The Delusional James Baker   [John Podhoretz]

"As for Syria, Baker said that as Secretary of State to President George H. W. Bush he made 15 trips there in the early 1990s, 'and we made them change 25 years of policy.'" This sentence appears in today's Los Angeles Times. And it's interesting. Because Syrian policy changed in no way during the first Bush administration. Rather, it was Baker who muddied U.S. policy for the purpose of sucking up to Syria so that he could claim its support, or at least its refusal to oppose, the Persian Gulf War. To that end, Baker criticized his own State Department's inclusion of Syria on the list of states that sponsor and commit acts of terrorism.
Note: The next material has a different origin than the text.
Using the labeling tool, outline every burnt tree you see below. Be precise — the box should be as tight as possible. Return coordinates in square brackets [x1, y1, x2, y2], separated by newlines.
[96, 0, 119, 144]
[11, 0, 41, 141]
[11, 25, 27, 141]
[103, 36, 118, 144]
Quoth Baker at the time: "We believe that, so far, Syria was put on the list without any justification." Syria's inclusion, he complained, was "meant for political objectives rather than analyzing an objective situation.”

Syria, then and now, is one of the world's two leading state sponsors of terrorism, and Baker knew it, and he lied through his teeth. But the key thing to note here is that Syria did nothing differently after Baker's suck-up from what it had done before. Nothing.

If Baker really believes his actions changed Syrian policy during his tenure as Secretary of State, then he's not the clever and cynical man I took him for. Rather, he's a delusional fool. (Hat tip: Jonathan R.)